So far, MagLev has demonstrated separation of up to seven different substances at a time. But that max is based on the highest number the team has tested—they're confident their tool can handle far more. For forensic chemists and law enforcement, that ability is precious: Street drugs are often mixtures of multiple drugs—heroin, fentanyl, cocaine, methamphetamines—combined with cutting agents like caffeine, sugar, baking soda, powdered milk, lidocaine, or even rat poison.
Ingredient isolation is especially valuable when a new drug pops up. Carfentanil, for example, is just fentanyl with a few chemical adjustments. A few more adjustments and a new—potentially even more dangerous—version could appear on the street. In 2018, the DEA discovered 22 previously unidentified substances; six of those were new types of fentanyl.
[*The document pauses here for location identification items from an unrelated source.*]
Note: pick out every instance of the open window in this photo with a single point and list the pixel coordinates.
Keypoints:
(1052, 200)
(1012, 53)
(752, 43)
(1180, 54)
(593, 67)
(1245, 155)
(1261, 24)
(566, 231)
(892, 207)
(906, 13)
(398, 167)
Bozenko said when new drugs come in, backlogs mount. Even in a forensic laboratory outfitted with the best chemical analysis tools, isolating an unidentified powder in a compound takes time. MagLev separates most compounds in just five to 25 minutes. Forensic chemists can then extract each purified cloud with a syringe and use technology as large and expensive as some cars—like nuclear magnetic resonance spectrometers or high-resolution mass spectrometry—to confirm their identities. Still, most local labs can't afford these machines, so the MagLev, which could cost just $30 to $200, depending on the size of the magnets, could be a valuable addition to an analytical arsenal: New versions of fentanyl, for example, would hover in the same general area, betraying a shared chemical foundation. Even without more intense analysis, labs can take important precautions when handling a possible fentanyl analog, which can pose a significant—even lethal—threat to bystanders if handled improperly.
"[MagLev] could enable us to identify novel drugs in a faster time period, which does serve the public," Bozenko said. Unidentified substances are, by definition, not illegal. Someone caught dealing an unknown chemical—even one responsible for lethal overdoses—cannot be prosecuted until a forensic chemist determines the powder's chemical structure. MagLev's quick and accurate results could speed the process from seizure to identification, regulation, and prosecution in the United States. In third-world countries where more expensive tools are out of the question, the cheap, power-independent technology could offer a reliable if not their only way to perform forensic chemical analysis.
Abrahamsson and Bozenko have plans to improve their technology, too. With a few tweaks, an officer could operate a smaller version in the field, mixing a powder into the solution, placing the cuvette between the magnets, and waiting for the separation to occur. Eventually, Bozenko hopes to pair MagLev with a spectrophotometric—or laser-based—tool to confirm the presumptive result on scene.
Last spring, a MagLev could have given Cherubino enough evidence to warn his community faster. But first, the Whitesides lab and the DEA still need collect more data to get MagLev certified for forensic analysis.
"We are looking for funding and partners to support our research and efforts to bring the benefits of MagLev to the analysis of drugs on the streets," Abrahamsson said. "We intend to eventually make MagLev an off-the-shelf product available to our law enforcement officers.
He added: "The biggest reward for the research would be to see it used to save lives."